И тут в зал вернулся хранитель моста. Возможно, он всего лишь ходил проверить лошадь в конюшне. Подойдя к Фиделии, хранитель взял у нее из рук палку, которую та отдала не сопротивляясь, быть может, еще и потому, что он не тронул мандрагору и нежно провел пальцами по ее лбу. Фиделия, будто сомнамбула, пошла рядом с Себастьяном Эйхен-Райцкером, и никто не осмелился их остановить. Толпа даже расступилась, потому что все испугались страшного зрелища – Фиделия окровавленными руками прижимала к груди скрученный корень мандрагоры, словно ребенка. Спутанные волосы были усыпаны листьями и мелкими веточками, словно она сама явилась из Черных камышей, где утонул ее маленький сын. Она опустилась на табурет перед камином, тот, что под фреской с охотниками, и молча уставилась в угли. Никто не осмелился произнести ни слова, но спустя некоторое время ночная гостья неожиданно заговорила сама.
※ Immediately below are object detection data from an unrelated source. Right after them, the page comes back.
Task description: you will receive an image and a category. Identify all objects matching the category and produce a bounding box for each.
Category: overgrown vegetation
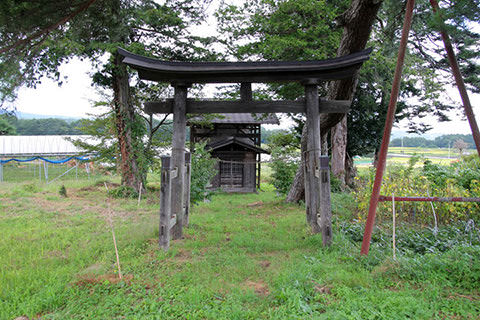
[0,181,480,319]
[268,131,300,194]
[356,155,480,225]
[190,143,218,204]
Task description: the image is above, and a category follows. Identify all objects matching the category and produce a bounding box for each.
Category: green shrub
[108,186,138,198]
[269,132,301,194]
[190,143,218,204]
[355,157,480,225]
[58,184,67,198]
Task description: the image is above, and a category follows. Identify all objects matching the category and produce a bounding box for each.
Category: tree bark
[112,53,145,192]
[287,0,382,202]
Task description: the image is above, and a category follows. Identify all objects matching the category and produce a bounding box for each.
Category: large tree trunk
[112,53,145,192]
[287,0,382,202]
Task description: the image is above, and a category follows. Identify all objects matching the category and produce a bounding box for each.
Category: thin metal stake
[137,181,142,207]
[392,193,397,260]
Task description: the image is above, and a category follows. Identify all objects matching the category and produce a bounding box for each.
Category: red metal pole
[430,0,480,156]
[360,0,415,255]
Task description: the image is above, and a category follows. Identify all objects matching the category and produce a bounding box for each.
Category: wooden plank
[144,99,351,114]
[319,155,332,246]
[159,157,172,251]
[305,84,321,233]
[171,85,188,239]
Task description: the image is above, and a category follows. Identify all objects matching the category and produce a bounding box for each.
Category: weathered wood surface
[171,85,188,239]
[159,157,172,251]
[305,84,321,233]
[144,99,351,114]
[319,155,332,246]
[118,48,372,83]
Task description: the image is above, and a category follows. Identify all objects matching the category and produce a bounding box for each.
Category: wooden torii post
[118,48,371,250]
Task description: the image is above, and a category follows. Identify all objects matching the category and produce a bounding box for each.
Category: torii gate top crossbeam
[118,48,372,84]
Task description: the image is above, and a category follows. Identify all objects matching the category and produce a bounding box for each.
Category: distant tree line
[390,134,475,149]
[0,115,84,136]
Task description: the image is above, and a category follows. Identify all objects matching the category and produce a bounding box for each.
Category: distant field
[355,147,475,167]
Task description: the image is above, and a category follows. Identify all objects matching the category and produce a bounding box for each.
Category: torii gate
[118,48,372,250]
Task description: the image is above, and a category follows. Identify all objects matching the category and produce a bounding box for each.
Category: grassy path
[0,183,480,319]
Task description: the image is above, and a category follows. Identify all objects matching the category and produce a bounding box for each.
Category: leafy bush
[269,132,301,194]
[108,186,138,198]
[392,245,480,290]
[190,143,218,204]
[340,220,480,255]
[58,184,67,198]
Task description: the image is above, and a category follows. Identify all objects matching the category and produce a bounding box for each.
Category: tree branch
[0,0,97,53]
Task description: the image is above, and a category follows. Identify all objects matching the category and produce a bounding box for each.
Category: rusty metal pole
[360,0,415,255]
[430,0,480,156]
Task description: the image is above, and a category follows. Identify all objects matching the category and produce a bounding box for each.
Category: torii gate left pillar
[304,83,332,246]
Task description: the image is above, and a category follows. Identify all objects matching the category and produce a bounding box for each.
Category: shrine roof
[118,48,372,83]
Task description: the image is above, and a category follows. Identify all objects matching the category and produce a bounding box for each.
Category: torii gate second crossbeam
[118,48,372,250]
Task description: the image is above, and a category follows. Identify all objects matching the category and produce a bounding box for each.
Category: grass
[355,147,470,168]
[0,181,480,319]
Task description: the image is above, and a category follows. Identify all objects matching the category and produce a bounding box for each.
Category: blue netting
[0,157,90,164]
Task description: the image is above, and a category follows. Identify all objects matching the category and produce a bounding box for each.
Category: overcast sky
[14,6,480,134]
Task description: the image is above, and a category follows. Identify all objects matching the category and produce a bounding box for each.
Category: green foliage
[269,131,300,194]
[58,184,68,198]
[0,114,17,136]
[190,143,218,204]
[0,181,480,320]
[355,156,480,225]
[108,186,138,199]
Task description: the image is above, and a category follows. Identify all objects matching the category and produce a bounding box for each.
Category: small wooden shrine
[188,113,279,192]
[118,48,372,250]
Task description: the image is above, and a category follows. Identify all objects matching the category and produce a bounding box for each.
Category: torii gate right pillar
[304,84,332,246]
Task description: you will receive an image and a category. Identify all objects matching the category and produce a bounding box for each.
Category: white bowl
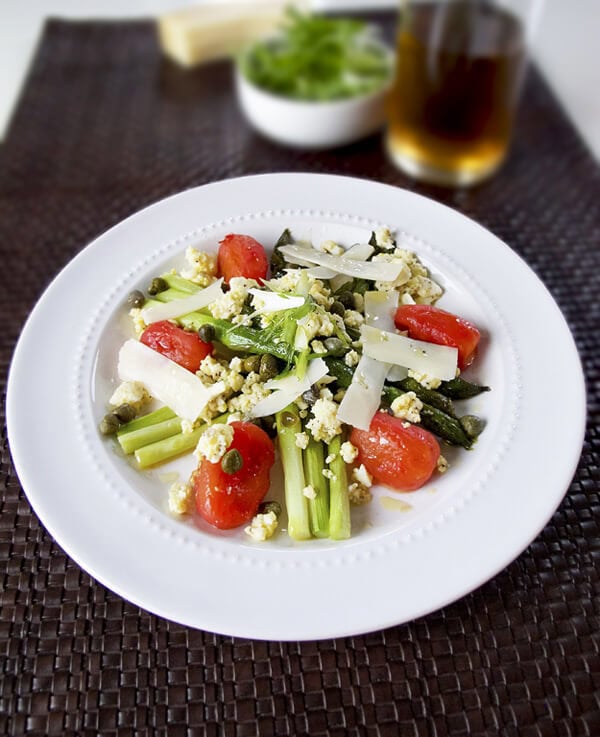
[236,68,389,149]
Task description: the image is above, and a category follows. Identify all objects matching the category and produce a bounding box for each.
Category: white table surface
[0,0,600,161]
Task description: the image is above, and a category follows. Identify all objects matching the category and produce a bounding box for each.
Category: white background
[0,0,600,161]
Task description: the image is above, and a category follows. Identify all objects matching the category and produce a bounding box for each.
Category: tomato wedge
[191,422,275,530]
[140,320,213,371]
[394,305,481,370]
[350,412,440,491]
[217,233,269,284]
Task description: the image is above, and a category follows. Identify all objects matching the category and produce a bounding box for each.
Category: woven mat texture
[0,19,600,737]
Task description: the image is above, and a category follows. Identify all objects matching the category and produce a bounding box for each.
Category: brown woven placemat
[0,18,600,737]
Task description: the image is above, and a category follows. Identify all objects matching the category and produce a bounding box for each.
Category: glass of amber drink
[386,0,542,186]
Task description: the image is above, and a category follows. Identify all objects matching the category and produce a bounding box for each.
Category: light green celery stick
[162,274,202,294]
[154,289,190,306]
[118,417,181,455]
[117,407,177,438]
[134,414,228,468]
[304,437,329,537]
[275,404,311,540]
[327,435,350,540]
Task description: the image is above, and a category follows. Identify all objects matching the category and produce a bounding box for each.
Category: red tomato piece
[191,422,275,530]
[140,320,213,371]
[394,305,481,370]
[217,233,269,284]
[350,412,440,491]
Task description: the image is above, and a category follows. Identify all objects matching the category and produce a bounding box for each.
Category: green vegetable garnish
[239,8,391,100]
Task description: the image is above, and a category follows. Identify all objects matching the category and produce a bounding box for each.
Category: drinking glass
[386,0,542,186]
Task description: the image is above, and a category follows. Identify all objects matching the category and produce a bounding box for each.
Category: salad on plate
[100,228,488,542]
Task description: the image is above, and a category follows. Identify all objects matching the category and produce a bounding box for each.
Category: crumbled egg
[316,240,344,256]
[352,463,373,489]
[340,440,358,463]
[194,424,233,463]
[348,481,373,506]
[308,279,333,307]
[168,481,192,514]
[108,381,152,412]
[437,455,450,473]
[344,350,360,368]
[375,227,396,251]
[180,246,217,287]
[245,512,278,542]
[390,392,423,423]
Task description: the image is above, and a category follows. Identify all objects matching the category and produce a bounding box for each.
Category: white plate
[7,174,585,640]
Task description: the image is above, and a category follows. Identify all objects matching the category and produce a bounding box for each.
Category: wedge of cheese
[157,0,286,67]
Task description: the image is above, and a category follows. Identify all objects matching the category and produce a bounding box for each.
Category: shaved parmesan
[306,266,336,279]
[248,289,304,313]
[118,338,225,422]
[338,355,390,430]
[306,243,375,279]
[279,246,406,282]
[250,358,329,417]
[364,290,398,333]
[141,279,223,325]
[385,365,408,384]
[360,325,458,380]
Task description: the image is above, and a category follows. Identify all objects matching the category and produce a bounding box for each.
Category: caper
[221,448,244,474]
[280,410,297,427]
[460,415,485,438]
[198,323,217,343]
[242,356,260,373]
[323,337,345,356]
[112,404,136,424]
[258,353,279,381]
[337,291,354,310]
[148,276,169,295]
[127,289,146,308]
[99,412,121,435]
[329,299,346,317]
[302,386,319,407]
[258,502,281,518]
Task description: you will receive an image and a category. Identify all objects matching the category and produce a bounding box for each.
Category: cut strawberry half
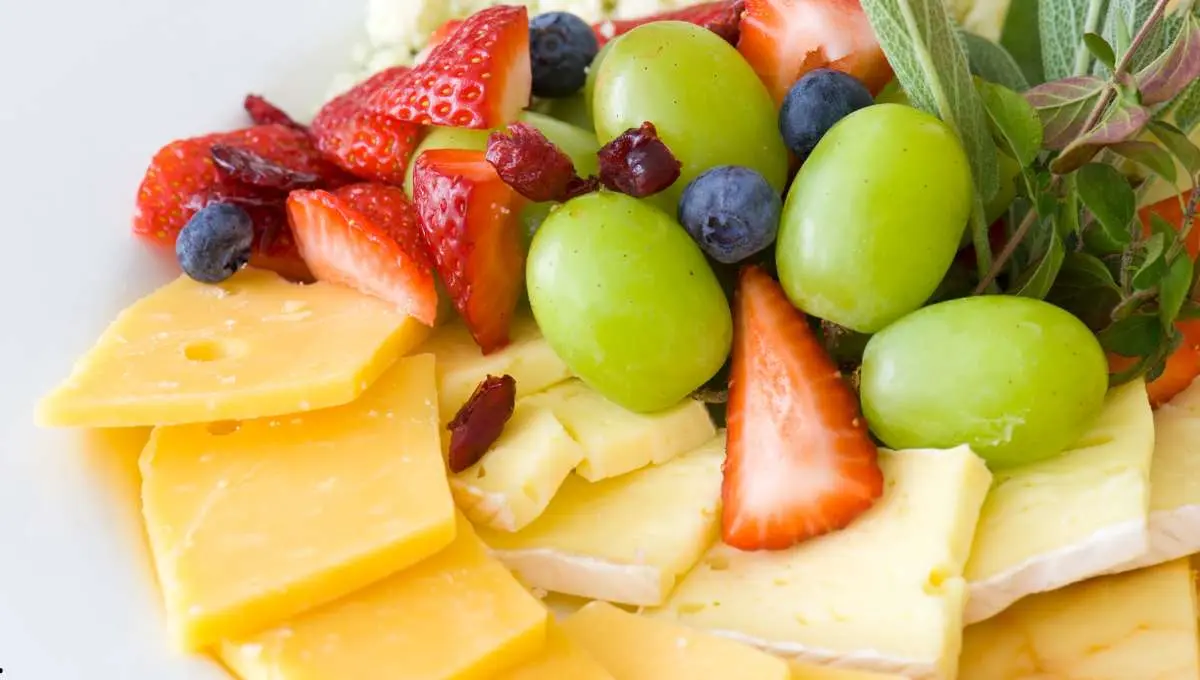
[738,0,892,102]
[288,183,438,326]
[721,267,883,550]
[368,5,533,130]
[413,149,526,354]
[312,66,421,185]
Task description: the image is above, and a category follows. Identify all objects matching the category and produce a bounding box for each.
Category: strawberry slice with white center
[738,0,892,102]
[288,183,438,326]
[367,5,533,130]
[413,149,526,354]
[721,267,883,550]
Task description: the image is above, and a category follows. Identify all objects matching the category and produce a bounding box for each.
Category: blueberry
[529,12,600,98]
[175,203,254,283]
[779,68,875,158]
[679,166,784,264]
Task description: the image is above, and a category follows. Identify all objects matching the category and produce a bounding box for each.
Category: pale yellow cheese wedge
[37,269,428,427]
[960,560,1200,680]
[530,380,716,482]
[563,602,791,680]
[217,519,549,680]
[479,437,725,606]
[966,380,1154,624]
[420,315,571,423]
[450,403,583,531]
[140,355,455,649]
[493,624,614,680]
[649,447,991,680]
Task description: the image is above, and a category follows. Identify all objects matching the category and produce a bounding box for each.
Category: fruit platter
[36,0,1200,680]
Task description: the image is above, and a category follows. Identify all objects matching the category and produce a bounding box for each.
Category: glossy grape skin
[526,191,733,413]
[592,22,787,207]
[860,295,1108,468]
[775,104,973,333]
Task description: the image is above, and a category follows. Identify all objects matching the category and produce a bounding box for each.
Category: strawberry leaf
[1025,76,1104,150]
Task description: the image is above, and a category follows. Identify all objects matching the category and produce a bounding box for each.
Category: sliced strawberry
[738,0,892,102]
[592,0,745,47]
[368,5,533,130]
[413,149,524,354]
[288,183,438,326]
[312,66,421,185]
[721,267,883,550]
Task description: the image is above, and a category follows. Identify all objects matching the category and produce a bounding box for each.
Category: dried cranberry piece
[242,95,307,130]
[600,121,683,198]
[446,375,517,473]
[210,144,325,191]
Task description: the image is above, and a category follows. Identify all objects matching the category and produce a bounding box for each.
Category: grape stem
[974,0,1170,295]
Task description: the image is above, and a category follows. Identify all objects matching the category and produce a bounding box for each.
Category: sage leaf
[1050,98,1152,174]
[960,31,1030,92]
[1075,163,1138,245]
[863,0,1000,201]
[1136,13,1200,106]
[1109,140,1178,185]
[978,80,1042,168]
[1025,76,1104,150]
– Я их видела, – хрипло и настойчиво прошептала Фиделия. – Сначала на краю болота, потом на берегу реки. Они выходили из тумана, подбирались все ближе и ближе ко мне, но мы так и не встретились. Я видела, когда стояла на мосту и у землянки Фенделя. Они шли сквозь высокую траву. Или то был вереск?

– Кого ты видела? – затаив дыхание спросил старик Пфиффер, который уже давно вместе с Гортензией и Звентибольдом стоял возле Себастьяна.

– Моего Блоди, кого же еще? – ответила Фиделия таким недовольным тоном, как будто вопрос показался ей чрезвычайно глупым. – С ним шел другой мальчик, очень бледный, который никогда не отходит от моего малыша. Я давно вижу их обоих, но не могу дотянуться. Пока не могу. Поэтому делаю все, чтобы не стало хуже. Моя кровь капает. Палка при мне – она стучит. День и ночь я слежу за ними и питаю жизнь сына, пока мне не вернут его.

Среди тягостного молчания громко всхлипнула Приска Эрдштерн.

– О, какой ужас, как жаль! Несчастный Пирмин и бедные, бедные дети! Их мать потеряла рассудок!

– А я так вовсе не считаю, – раздался молодой голос возле входа, так отчетливо, что все навострили уши.

Хозяин трактира нахмурился. Этот новый конюх из Звездчатки, похоже, набивал себе цену.